Dáil debates

Tuesday, 18 January 2011

Health Care Services: Motion

 

7:00 am

Photo of Denis NaughtenDenis Naughten (Roscommon-South Leitrim, Fine Gael)

Families and elderly people are living in a state of fear following the announcement by the VHI of a 45% increase in the cost of health insurance. Young families are left with a stark choice - either pay the mortgage and hope a family member does not get sick or pay the VHI and become homeless. Parents of sick children are going without medical care themselves to pay for their children's medical bills. Surely they have enough to worry about in terms of the child getting better rather than worrying about where they will find the money to pay the GP or consultant.

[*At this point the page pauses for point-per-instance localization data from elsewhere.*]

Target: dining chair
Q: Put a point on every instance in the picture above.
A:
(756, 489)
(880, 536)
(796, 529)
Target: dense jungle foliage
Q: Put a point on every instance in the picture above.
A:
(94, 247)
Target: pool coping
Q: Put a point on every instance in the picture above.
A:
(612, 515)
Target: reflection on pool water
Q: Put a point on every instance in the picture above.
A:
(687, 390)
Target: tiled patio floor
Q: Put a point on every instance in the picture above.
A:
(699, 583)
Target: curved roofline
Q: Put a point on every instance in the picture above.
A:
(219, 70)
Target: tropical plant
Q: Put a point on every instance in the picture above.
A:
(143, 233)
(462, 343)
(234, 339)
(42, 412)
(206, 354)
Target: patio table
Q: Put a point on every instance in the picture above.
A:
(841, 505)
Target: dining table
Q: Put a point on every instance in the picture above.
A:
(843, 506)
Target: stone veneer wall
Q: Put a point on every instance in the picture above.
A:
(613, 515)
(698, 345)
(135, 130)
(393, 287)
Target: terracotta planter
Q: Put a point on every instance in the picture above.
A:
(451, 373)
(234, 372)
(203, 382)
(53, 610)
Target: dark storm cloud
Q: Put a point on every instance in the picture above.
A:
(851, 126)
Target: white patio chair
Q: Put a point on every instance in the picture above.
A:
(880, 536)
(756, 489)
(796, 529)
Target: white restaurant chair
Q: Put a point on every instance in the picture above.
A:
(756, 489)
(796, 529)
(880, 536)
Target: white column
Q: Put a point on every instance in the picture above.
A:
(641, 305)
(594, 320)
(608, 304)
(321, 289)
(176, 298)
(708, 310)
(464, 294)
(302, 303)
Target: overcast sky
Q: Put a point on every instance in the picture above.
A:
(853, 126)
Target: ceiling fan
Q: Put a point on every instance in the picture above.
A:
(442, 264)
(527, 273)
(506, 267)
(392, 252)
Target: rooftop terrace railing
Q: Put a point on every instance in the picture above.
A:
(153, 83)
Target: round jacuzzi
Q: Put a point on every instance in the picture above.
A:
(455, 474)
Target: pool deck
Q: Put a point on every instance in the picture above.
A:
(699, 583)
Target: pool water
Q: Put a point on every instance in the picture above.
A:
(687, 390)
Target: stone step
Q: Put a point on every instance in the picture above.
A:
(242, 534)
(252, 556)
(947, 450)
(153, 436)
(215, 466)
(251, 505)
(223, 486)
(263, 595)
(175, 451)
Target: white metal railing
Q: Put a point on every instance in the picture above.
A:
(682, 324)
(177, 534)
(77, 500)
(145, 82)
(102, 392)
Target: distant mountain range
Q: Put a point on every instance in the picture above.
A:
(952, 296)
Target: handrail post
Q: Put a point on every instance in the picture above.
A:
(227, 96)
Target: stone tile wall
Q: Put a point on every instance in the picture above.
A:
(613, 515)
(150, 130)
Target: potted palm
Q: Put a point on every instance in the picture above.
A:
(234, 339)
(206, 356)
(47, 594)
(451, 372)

Older people feel they do not have a choice. They are afraid to change from the VHI to another insurer. One cannot blame them. The insurance policies are very confusing. It is difficult to compare like with like. Young healthy people take a risk in changing from one insurer to another in case they do not have full cover. An elderly person who has perhaps been paying the VHI for up to 50 years does not feel he or she has a choice. Elderly people paid the VHI through difficult times when they did not need to make any claims and now when they need health insurance they are being forced to cut back on fuel to pay the dramatically increasing premia, which in turn is forcing them into a situation where they are more likely to get sick and be admitted to hospital, thereby putting further and greater pressure on the VHI.

We were told the problem would be sorted out, but instead VHI premia have increased for a third year in a row. A 45% increase comes on top of a 48% increase in the past four years. Every single day people are being forced to give up their health insurance. Where is the risk equalisation we were promised by the Government? Where is the fairness we were promised in health insurance? It always seems to be the same. The Government has a policy of being one report away from taking action on anything. It is putting further pressure on the already over-stretched public health system.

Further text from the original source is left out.